When the regular army was in control of the town, the Free Syrian Army fighters disappeared into the countryside, either sleeping rough or being hosted by sympathizers.

“Wherever we go, people help us. They take us into their houses in twos or threes and in this way 200 fighters can disappear,” he said.

Today, the FSA controls of part of Tal Kalakh, but skirmishes are frequent and most residents stay at home, sheltering from intermittent shelling and avoiding the regime’s snipers.

The Tal Kalakh Martyrs’ Brigade numbers between 300 to 400 fighters split into combat units of six to 10 men. Other than individual weapons, each combat unit is equipped with an RPG launcher and a light machine gun. Khaled said that they communicate by walkie-talkie and have developed a verbal coding system to overcome interception by the regular Syrian army.

“We have codes for different radio frequencies so that we can switch channels regularly and we move position after we have been talking in case the army tracks our location,” he said.

The communication techniques he describes are similar to those used by Hezbollah, underlining that although the FSA is composed of soldiers drawn from a conventional army, they have quickly adopted the form and tactics of a guerrilla force. Maintaining a sufficient supply of weapons and ammunition is a constant worry, Khaled said.

“Every time we fire a shot, we have to think carefully about where that bullet is going,” he said.

However, despite the weapons shortage, Khaled says the FSA is sometimes able to acquire advanced armaments from the regular Syrian army courtesy of sympathetic or bribable officers.

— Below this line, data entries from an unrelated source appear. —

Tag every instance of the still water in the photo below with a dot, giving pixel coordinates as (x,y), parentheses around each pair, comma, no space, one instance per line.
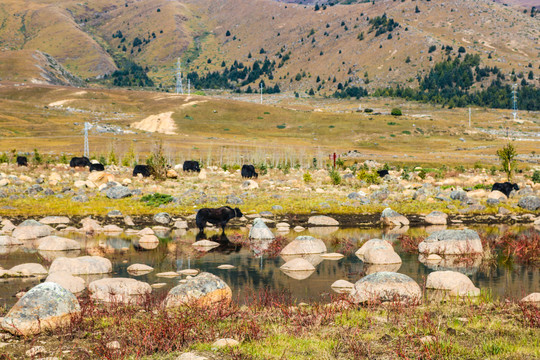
(257,266)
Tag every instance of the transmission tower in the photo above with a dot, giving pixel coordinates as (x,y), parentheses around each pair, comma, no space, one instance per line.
(87,127)
(179,86)
(514,95)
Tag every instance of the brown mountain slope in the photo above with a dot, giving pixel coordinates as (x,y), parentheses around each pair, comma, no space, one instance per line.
(323,43)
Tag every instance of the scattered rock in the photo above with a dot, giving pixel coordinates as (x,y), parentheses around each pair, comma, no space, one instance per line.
(139,269)
(304,245)
(116,290)
(57,243)
(82,265)
(437,218)
(386,286)
(259,231)
(322,220)
(456,283)
(393,218)
(45,306)
(451,242)
(203,289)
(118,192)
(162,218)
(531,203)
(69,282)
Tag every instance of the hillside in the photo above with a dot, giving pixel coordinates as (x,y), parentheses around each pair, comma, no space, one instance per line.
(307,48)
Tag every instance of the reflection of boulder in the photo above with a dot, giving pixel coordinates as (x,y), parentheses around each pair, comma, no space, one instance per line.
(304,245)
(466,265)
(313,259)
(323,230)
(386,286)
(298,268)
(373,268)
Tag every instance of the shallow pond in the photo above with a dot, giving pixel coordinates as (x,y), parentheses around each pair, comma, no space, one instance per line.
(257,268)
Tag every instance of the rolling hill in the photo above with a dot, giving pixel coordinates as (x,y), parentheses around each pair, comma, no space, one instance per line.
(311,49)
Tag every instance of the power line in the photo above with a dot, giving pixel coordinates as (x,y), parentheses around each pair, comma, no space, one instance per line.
(179,86)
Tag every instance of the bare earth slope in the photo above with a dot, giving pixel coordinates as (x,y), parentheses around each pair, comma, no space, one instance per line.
(84,37)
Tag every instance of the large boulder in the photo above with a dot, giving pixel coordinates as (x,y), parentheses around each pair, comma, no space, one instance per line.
(45,306)
(57,243)
(54,220)
(304,245)
(373,243)
(69,282)
(386,286)
(455,283)
(436,218)
(531,203)
(82,265)
(451,242)
(298,268)
(118,192)
(31,229)
(204,289)
(162,218)
(259,231)
(115,290)
(381,256)
(28,269)
(322,220)
(9,241)
(393,218)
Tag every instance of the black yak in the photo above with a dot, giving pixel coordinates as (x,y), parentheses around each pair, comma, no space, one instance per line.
(191,165)
(80,162)
(219,216)
(144,170)
(22,161)
(382,173)
(505,187)
(248,171)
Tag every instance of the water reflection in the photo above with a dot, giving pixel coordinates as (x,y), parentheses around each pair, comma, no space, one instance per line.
(257,266)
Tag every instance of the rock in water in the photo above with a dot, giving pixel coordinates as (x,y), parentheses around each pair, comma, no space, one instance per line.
(304,245)
(69,282)
(31,229)
(118,192)
(436,218)
(162,218)
(386,286)
(531,203)
(451,242)
(57,243)
(204,289)
(393,218)
(259,231)
(456,283)
(82,265)
(45,306)
(321,220)
(116,290)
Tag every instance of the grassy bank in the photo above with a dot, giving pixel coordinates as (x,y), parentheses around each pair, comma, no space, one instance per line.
(273,326)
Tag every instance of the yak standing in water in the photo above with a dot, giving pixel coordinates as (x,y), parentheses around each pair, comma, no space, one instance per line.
(219,217)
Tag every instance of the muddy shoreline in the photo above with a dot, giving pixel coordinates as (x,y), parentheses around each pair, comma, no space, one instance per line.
(345,220)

“We have some senior officers who are with us either because they believe in our cause or because we can bribe them. They are our only way of getting more advanced weapons, such as Kornets,” he says, referring to an advanced Russian anti-tank missile.

The confrontation in Syria has increasingly taken on a stronger sectarian edge, pitting a predominantly Sunni armed opposition against an entrenched Alawite elite. Khaled admitted that the Tal Kalakh Martyrs’ Brigade have kidnapped Alawites for use as bargaining chips to secure the release of Sunni detainees.

“In one incident, two Sunnis from Tal Kalakh were passing through a Alawite village and were stabbed to death,” Khaled said. “We set up a checkpoint on the edge of the village. A car approached with three Alawites in it. One of them tried to run away but we shot and killed him. We held the other two and swapped them for our prisoners.”

Did they know the identity of the three Alawites beforehand? Were they army soldiers or Shabbiha militiamen?

“It didn’t matter. We needed to catch Alawites to avenge the two men stabbed in their village and to win the release of our people,” Khaled said, adding that the Tal Kalakh Martyrs’ Brigade was under orders not to harm Alawites who live in the town.

Still, the tit-for-tat kidnappings echoed those of Lebanon during the Civil War and more recently those in Iraq. Did Khaled not think these were the acts of a sectarian conflict?

“This is a sectarian conflict,” he said. “We never wanted it to be this way, but the regime turned it into one.” (The Daily Star, 23 febbraio 2012).